The prime candidate for Ptolomy's place-name has long been Innermessan, a site on the east side of the sea-loch of Loch Ryan (and between modern Stranraer to the south and Cairn Ryan to the north). Although he is the only person who names this presumably important place, the Ravenna Cosmography mentions somewhere called Brigomono, which some have thought as the same place.
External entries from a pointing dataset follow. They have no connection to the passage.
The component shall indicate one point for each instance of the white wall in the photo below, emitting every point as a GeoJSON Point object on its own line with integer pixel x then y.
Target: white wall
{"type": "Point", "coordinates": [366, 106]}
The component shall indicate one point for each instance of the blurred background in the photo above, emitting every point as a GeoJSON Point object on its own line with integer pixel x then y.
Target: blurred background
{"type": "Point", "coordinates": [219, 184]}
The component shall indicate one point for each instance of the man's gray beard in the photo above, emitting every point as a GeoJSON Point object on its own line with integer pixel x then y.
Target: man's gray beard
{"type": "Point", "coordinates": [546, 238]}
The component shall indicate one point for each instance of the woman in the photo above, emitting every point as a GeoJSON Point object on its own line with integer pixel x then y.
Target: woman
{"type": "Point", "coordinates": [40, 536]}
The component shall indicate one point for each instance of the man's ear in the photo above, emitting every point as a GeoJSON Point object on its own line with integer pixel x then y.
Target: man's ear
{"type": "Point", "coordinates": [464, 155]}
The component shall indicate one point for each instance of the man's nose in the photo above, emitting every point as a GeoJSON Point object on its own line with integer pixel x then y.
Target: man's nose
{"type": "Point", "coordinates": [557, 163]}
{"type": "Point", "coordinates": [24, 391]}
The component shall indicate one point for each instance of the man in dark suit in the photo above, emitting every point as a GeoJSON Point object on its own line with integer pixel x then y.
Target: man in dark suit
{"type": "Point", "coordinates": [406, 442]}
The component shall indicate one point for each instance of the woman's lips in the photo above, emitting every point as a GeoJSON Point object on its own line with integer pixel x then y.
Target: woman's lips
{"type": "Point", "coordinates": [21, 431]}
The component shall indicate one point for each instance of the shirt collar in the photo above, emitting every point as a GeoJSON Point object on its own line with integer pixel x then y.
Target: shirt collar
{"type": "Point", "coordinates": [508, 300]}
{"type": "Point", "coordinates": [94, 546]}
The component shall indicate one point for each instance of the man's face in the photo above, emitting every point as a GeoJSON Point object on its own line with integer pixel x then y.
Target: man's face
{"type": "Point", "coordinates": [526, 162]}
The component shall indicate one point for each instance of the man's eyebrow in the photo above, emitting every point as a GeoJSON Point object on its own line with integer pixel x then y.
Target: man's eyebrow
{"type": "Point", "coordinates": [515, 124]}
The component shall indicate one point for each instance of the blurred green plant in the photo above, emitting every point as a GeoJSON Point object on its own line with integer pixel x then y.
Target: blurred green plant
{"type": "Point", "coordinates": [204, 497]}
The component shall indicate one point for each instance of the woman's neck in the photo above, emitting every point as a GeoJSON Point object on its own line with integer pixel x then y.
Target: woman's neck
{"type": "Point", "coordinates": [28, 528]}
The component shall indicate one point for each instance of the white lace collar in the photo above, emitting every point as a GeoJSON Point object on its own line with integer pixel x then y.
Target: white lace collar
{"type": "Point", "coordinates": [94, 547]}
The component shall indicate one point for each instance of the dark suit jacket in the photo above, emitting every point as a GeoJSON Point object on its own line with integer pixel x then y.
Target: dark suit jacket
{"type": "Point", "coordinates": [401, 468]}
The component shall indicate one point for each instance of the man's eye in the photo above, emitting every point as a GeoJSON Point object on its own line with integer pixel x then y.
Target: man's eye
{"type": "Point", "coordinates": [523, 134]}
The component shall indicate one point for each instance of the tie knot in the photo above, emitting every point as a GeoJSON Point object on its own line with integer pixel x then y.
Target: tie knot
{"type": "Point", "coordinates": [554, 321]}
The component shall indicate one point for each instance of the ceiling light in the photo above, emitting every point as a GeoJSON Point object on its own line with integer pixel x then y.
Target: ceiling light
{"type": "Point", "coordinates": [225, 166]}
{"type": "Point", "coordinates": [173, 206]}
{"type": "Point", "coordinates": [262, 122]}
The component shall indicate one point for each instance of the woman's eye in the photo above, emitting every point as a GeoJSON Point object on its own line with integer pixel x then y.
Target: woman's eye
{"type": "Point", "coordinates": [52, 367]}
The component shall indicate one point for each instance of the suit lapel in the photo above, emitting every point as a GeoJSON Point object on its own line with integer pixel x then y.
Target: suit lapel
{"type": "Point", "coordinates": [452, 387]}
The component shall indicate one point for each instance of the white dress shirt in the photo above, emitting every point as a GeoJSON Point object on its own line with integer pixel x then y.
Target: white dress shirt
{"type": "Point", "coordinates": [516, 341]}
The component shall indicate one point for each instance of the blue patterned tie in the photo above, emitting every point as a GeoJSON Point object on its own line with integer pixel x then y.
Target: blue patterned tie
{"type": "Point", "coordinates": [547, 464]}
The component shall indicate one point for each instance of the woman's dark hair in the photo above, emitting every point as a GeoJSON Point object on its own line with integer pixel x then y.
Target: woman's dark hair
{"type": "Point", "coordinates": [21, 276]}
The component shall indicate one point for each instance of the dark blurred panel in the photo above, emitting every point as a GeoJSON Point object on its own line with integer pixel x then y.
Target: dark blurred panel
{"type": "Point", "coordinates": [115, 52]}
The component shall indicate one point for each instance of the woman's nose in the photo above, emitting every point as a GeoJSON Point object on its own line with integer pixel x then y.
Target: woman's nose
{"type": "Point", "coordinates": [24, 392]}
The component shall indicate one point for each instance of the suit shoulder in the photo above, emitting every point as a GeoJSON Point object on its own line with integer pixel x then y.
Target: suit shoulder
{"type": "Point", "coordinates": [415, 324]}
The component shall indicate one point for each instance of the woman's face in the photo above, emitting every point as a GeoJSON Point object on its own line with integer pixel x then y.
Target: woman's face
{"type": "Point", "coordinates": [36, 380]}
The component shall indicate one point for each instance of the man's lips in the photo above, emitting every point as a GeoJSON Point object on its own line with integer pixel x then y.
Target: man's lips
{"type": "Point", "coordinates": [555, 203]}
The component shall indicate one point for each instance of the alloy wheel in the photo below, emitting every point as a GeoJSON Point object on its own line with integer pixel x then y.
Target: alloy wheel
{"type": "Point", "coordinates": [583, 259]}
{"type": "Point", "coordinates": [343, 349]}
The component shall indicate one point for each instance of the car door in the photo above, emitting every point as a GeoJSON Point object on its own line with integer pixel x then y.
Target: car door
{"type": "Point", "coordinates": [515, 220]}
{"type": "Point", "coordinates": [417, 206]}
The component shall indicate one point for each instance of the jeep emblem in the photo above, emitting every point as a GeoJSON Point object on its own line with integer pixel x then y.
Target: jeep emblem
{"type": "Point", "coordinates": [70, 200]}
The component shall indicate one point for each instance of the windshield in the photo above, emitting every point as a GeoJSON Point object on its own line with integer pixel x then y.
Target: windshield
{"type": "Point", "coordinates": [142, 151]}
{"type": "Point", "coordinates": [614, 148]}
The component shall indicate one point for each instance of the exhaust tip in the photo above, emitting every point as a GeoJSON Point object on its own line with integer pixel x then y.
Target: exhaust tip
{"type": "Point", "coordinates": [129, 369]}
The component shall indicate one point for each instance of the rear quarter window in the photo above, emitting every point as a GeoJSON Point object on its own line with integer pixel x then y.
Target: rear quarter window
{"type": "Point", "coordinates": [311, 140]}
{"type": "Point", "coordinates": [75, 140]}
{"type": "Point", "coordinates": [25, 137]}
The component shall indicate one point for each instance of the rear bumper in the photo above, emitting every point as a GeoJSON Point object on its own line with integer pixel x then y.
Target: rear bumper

Mike McCarthy has endorsed the identification of Innermessan, though we we never know more about the place until some happy accident of archaeological discovery.
Sources
Bollard, John K. and Griffith, Anthony, Englynion y Beddau, The Stanzas of the Graves (Llanrwst, 2015), p. 35.
Bromwich, Rachel (ed. and trans.), Trioedd Ynys Prydein, The Triads of the Island of Britain (2nd. edn., Cardiff, 1978), pp. 1-4, 109-10, 170-1, 388-9.
Gantz, Jeffrey (trans.), The Mabinogion (Harmondsworth, 1976), p. 190.
Jones, Thomas, 'The Black Book of Carmarthen Stanzas of the Graves,' Proceedings of the British Academy, 3 (1967), pp. 97-137.
Lewis, Gwyneth and Williams, Rowan (trans.), The Book of Taliesin (London, 2019). p. 70, p. 73.
MacQueen, St Nynia (2nd edn., Edinburgh, 1990), pp. 45-47.
McCarthy, Mike, 'Rerigonium: a lost city of the Novantae,' Proceedings of the Society of Antiquaries of Scotland, 134 (2004), pp. 119-29.
Morris-Jones, Sir John, 'Taliesin,' Y Cymmrodorion, 28 (1918), p 222.
Watson, The History of the Celtic Place-Names of Scotland (Edinburgh, 1926, rep. 1986), p. 34.